With post-event imagery, insurance carriers can close claims rapidly despite high post-storm volumes, and local government agencies can quickly provide aid to those impacted — and contractors can get to work sooner.
Eagle View was in the air within 18 hours of the storm making landfall.
Between work done before and after the storm, the company had more than 400 million images that clearly show just how powerful the storm was as it tore through the region.

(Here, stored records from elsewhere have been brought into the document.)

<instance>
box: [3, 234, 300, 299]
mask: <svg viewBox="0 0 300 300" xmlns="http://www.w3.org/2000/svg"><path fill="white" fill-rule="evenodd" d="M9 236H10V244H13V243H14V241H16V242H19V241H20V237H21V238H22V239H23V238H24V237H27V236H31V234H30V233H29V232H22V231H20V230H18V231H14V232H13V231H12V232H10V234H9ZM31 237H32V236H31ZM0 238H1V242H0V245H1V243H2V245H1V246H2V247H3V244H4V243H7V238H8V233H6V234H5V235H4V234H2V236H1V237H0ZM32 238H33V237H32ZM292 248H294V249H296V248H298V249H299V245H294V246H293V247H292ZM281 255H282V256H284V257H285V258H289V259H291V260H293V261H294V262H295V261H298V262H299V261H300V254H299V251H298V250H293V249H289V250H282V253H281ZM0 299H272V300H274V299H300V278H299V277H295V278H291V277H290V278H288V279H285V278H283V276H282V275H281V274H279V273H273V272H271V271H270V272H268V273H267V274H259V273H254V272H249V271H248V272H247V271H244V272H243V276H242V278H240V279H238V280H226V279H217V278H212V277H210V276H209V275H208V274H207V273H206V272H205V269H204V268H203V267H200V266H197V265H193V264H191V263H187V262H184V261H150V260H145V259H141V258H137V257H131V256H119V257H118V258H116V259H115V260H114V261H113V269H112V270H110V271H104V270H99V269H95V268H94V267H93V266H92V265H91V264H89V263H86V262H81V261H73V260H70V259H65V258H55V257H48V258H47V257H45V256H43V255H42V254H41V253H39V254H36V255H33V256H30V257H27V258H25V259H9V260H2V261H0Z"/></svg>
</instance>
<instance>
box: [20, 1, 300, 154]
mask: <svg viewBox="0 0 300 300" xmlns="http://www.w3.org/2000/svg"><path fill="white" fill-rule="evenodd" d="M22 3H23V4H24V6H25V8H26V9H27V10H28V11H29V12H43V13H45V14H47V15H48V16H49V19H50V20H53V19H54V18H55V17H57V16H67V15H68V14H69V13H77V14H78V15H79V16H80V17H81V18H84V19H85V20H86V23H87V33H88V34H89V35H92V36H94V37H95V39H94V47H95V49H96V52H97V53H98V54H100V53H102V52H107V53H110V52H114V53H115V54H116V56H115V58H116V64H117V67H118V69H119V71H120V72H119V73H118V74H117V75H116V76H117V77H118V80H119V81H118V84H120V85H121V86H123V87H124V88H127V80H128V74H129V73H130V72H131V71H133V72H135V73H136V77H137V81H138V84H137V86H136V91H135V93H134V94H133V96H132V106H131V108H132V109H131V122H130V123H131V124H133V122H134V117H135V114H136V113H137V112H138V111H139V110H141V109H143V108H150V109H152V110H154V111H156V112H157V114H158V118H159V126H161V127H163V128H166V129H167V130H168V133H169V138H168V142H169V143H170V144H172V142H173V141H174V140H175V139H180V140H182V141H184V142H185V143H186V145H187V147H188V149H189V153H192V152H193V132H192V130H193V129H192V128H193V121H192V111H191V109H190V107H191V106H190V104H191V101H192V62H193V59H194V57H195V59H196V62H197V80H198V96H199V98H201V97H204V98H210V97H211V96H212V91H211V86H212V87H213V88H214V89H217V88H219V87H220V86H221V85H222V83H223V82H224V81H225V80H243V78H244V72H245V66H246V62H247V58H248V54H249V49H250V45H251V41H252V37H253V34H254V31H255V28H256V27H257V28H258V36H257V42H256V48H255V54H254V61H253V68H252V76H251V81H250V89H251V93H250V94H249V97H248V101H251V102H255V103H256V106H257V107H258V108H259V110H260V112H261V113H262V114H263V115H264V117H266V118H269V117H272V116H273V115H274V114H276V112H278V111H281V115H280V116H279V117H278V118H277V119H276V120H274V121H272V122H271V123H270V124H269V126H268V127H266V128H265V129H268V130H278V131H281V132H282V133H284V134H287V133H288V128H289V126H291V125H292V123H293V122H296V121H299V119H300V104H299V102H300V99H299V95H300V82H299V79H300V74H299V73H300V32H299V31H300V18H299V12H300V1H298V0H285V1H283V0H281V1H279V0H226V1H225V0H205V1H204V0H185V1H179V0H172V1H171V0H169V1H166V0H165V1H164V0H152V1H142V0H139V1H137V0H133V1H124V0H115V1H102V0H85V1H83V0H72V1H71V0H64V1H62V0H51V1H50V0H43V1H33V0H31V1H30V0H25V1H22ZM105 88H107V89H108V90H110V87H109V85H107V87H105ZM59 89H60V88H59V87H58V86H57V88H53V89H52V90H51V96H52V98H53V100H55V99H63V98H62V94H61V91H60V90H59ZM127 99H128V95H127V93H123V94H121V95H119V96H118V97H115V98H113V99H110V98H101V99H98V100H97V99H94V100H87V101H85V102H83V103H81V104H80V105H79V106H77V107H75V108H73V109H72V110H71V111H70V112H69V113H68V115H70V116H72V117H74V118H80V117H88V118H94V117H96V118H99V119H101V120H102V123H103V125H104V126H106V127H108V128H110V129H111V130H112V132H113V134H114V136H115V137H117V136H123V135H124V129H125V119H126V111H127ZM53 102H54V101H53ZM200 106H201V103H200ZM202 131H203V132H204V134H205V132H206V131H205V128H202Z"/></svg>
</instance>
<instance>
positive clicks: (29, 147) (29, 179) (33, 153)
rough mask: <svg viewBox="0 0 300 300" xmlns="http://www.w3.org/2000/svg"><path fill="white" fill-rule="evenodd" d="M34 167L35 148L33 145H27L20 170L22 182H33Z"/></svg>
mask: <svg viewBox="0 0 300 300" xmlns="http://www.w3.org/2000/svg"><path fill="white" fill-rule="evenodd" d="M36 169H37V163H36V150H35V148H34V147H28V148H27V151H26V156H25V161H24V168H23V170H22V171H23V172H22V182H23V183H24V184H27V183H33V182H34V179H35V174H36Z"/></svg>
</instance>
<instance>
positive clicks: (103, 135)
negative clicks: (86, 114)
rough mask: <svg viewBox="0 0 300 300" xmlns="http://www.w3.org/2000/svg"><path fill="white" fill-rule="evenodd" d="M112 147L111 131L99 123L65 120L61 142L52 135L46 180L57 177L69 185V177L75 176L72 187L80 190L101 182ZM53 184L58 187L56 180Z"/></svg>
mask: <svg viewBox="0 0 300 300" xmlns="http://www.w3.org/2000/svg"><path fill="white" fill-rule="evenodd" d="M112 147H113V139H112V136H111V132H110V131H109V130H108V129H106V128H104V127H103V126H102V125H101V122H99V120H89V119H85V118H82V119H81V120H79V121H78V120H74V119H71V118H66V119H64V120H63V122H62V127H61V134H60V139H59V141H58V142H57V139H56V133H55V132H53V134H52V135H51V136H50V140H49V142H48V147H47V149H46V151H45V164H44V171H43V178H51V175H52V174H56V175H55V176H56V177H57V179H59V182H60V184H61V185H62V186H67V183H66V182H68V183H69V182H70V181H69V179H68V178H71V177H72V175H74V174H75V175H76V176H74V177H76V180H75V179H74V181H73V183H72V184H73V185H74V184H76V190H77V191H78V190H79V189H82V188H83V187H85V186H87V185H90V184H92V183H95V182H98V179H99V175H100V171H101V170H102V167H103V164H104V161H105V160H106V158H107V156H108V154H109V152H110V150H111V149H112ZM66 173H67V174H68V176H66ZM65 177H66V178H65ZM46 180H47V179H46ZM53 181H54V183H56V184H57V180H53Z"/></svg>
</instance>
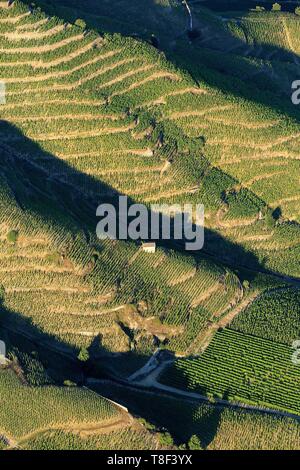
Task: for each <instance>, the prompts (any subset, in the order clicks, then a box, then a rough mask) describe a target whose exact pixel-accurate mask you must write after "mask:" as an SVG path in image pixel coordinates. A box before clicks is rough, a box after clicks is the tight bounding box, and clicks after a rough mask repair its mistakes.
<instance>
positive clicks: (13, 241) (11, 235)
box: [7, 230, 19, 244]
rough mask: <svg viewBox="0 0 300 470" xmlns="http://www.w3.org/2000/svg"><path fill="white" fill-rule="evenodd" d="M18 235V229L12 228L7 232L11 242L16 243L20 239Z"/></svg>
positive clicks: (14, 243)
mask: <svg viewBox="0 0 300 470" xmlns="http://www.w3.org/2000/svg"><path fill="white" fill-rule="evenodd" d="M18 236H19V232H18V231H17V230H11V231H10V232H8V234H7V240H8V241H9V243H13V244H15V243H17V241H18Z"/></svg>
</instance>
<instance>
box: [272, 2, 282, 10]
mask: <svg viewBox="0 0 300 470" xmlns="http://www.w3.org/2000/svg"><path fill="white" fill-rule="evenodd" d="M272 11H281V5H279V3H274V4H273V6H272Z"/></svg>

“Our high-resolution aerial imagery along with our machine learning capabilities truly offer customers a complete understanding of the damage seen,” stated EagleView CTO Ajai Sehgal. “Our teams are working day-in and day-out to ensure that our customers are getting the answers they’re looking for from our imagery and data analytics.”
By applying advanced machine learning technology to the pre- and post-imagery, EagleView can highlight and categorize any potential property damage in each image by stratifying properties based on probability thresholds. This added technology allows insurance carriers to rapidly analyze the imagery and classify damage efficiently, resulting in an overall faster closing of claims.
“Machine learning is changing the way our customers respond to disasters like Hurricane Michael,” said EagleView CEO Rishi Daga. “In the end, we want to make sure communities can begin to rebuild, and with this advanced technology, they’ll be able to do so quicker than ever before.”
Other companies also took to the air immediately following the storm.
Nearmap, which specializes in high-resolution aerial maps, also documented the damage to aid “cleanup and recovery efforts in many industries, including public safety, utility companies, and insurance agencies and numerous types of contractors.”
“At first look, the damage from Hurricane Michael appears to be severe and devastating,” said Rob Newman, CEO and managing director of Nearmap. “Our thoughts are with those who are dealing with the aftermath and loss from the hurricane. Getting aerial imagery to critical agencies as soon as possible will assist in the recovery efforts.”